Über die ersten grösseren Erhebungen, was man fast als Pass bezeichnen kann, folgte Las Vegas, was nicht mit der Spielerstadt in Nevada zu verwechseln ist, die heute ein vergessener Ort einer einst grossartigen Zeit bei der Erschliessung des wilden Westen war. Die wenigen Ranchen und alten Leute im Ort halten das öffentliche Leben noch im Gang, die jungen und gut ausgebildeten Leute verlassen angeblich die Gegend in Richtung lukrativer Orte.

In der Hochebene von Conchas, zwischen Las Vegas und Texas, kehrte der Winter definitiv zurück und starker Schneefall begleitete uns den ganzen Tag. Während die Kühe auf den Weideflächen nach Gras unter der Schneedecke suchten, sassen auf vielen Pfählen der Weidezäune Raubvögel und warteten auf wärmere Zeiten.

Nach dem Ort Bushland, kurz vor Amarillo stehen viele Cadillacs kopfüber auf einem Farmfeld. Ein witziger Anblick in diesem flachen Land und jeder, der etwas auf sich hält, sprayt seine Initialen oder sonst etwas auf die Carosserien und sorgt für etwas mehr Farbe in dieser frühlingshafte Landschaft, die in dieser weiten und flachen Umgebung fast untergeht. Eigentlich nur schade, dass anschliessend die Spraydosen ins Feld geschmissen werden und sich niemand darüber stört!

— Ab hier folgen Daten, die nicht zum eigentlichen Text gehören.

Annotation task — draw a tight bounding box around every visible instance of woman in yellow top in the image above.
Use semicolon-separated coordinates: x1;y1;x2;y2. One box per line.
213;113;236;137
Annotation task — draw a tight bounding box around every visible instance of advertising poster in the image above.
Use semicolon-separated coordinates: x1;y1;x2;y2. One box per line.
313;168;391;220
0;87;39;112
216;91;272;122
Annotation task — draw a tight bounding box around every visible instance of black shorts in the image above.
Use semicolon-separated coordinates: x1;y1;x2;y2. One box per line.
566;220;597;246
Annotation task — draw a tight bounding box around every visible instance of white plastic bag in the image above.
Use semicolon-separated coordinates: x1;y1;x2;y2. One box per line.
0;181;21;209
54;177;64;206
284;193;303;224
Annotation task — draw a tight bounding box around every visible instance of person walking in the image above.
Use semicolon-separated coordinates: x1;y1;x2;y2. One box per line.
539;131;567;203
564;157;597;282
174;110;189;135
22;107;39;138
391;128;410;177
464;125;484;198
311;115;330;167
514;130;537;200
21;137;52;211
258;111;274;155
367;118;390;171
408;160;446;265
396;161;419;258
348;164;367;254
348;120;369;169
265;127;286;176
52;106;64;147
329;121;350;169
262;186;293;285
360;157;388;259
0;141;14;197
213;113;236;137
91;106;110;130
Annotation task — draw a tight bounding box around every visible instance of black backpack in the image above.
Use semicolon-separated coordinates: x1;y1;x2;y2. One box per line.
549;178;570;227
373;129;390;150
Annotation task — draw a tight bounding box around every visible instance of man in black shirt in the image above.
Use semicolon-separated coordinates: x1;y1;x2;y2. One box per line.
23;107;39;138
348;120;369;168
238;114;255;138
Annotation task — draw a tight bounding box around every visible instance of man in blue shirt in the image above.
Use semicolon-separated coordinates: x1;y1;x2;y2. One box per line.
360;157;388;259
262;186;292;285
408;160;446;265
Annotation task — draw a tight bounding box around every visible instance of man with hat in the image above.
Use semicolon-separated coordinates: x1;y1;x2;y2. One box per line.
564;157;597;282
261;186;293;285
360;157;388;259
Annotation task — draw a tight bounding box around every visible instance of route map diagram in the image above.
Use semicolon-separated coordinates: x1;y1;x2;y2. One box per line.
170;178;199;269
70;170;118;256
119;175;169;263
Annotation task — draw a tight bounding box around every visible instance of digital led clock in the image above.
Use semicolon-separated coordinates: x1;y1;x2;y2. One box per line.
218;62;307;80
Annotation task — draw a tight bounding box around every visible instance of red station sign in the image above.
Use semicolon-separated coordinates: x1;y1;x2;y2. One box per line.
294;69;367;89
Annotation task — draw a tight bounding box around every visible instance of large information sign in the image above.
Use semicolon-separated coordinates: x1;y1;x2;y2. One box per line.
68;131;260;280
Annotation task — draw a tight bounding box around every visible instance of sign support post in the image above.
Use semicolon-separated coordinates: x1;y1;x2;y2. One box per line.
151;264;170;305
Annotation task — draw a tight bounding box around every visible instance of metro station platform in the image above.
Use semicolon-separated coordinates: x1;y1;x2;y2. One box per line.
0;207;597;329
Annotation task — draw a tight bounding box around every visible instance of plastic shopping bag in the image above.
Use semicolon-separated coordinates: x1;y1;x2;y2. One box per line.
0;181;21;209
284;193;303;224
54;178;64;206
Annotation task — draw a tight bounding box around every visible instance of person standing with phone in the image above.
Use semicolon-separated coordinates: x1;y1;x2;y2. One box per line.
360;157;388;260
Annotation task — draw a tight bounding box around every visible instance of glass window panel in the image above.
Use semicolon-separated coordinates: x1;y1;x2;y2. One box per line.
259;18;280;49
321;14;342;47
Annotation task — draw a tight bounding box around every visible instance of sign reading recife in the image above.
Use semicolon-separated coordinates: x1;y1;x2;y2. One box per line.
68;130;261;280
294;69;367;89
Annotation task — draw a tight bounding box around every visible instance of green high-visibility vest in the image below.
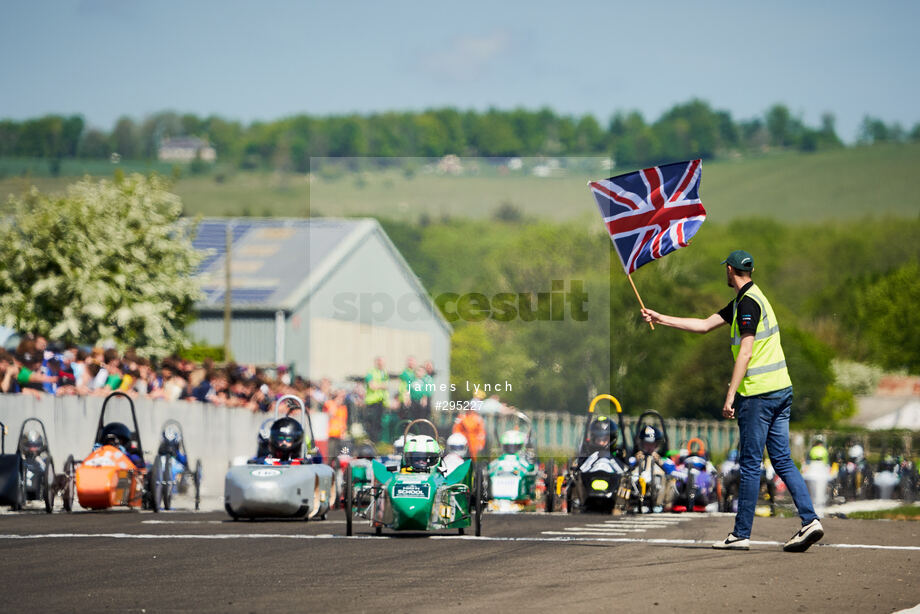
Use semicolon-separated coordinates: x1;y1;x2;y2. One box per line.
364;369;390;405
731;284;792;397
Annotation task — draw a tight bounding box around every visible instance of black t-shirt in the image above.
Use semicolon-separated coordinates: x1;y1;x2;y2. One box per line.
719;281;760;335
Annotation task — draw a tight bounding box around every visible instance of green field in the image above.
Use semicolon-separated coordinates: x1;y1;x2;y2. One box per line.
0;143;920;223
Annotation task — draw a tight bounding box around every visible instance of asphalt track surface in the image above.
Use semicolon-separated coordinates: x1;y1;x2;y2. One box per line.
0;511;920;614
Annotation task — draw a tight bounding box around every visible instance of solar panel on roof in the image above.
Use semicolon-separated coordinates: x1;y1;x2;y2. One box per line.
192;222;253;275
209;288;275;305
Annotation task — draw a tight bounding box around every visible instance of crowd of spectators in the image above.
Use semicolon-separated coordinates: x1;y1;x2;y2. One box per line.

In Amarillo/Texas war es endlich wieder etwas angenehmer, doch die Nacht mit ihrer Kälte zwang uns erneut zu einer Übernachtung im Motel.
Dann erlebten wir wieder einmal Amerika pur, was uns wiederum nicht ganz überraschte: Wir wollten die offizielle Gazell-Vertretung – unser Campingaufbau stammt von dieser Firma – in den USA besuchen. Doch weit gefehlt, nach den ersten vergeblichen Kontaktaufnahmeversuchen per Mail fanden wir den entsprechend Ort, aber selbst der unter demselben Dach ein Museum für Oldtimer führende Nachbar, wusste nur von netten „Guys“, die einmal einen Jeep mit einen solchen Aufbau aus Polen umbauten und konnte uns nur einen entsprechenden Prospekt mit einer anderen Mail-Adresse überreichen. Mehr wusste er nicht, und er hätte sie schon lange nicht mehr gesehen! Schade, hätten wir doch gerne noch ein paar Anregungen weiter gegeben und das Einte und andere in Erfahrung bringen wollen.
Kopfhängend verliessen wir Amarillo in Richtung Osten; wir hätten diese Leute gerne kennen gelernt und unsere Fragen blieben leider unbeantwortet.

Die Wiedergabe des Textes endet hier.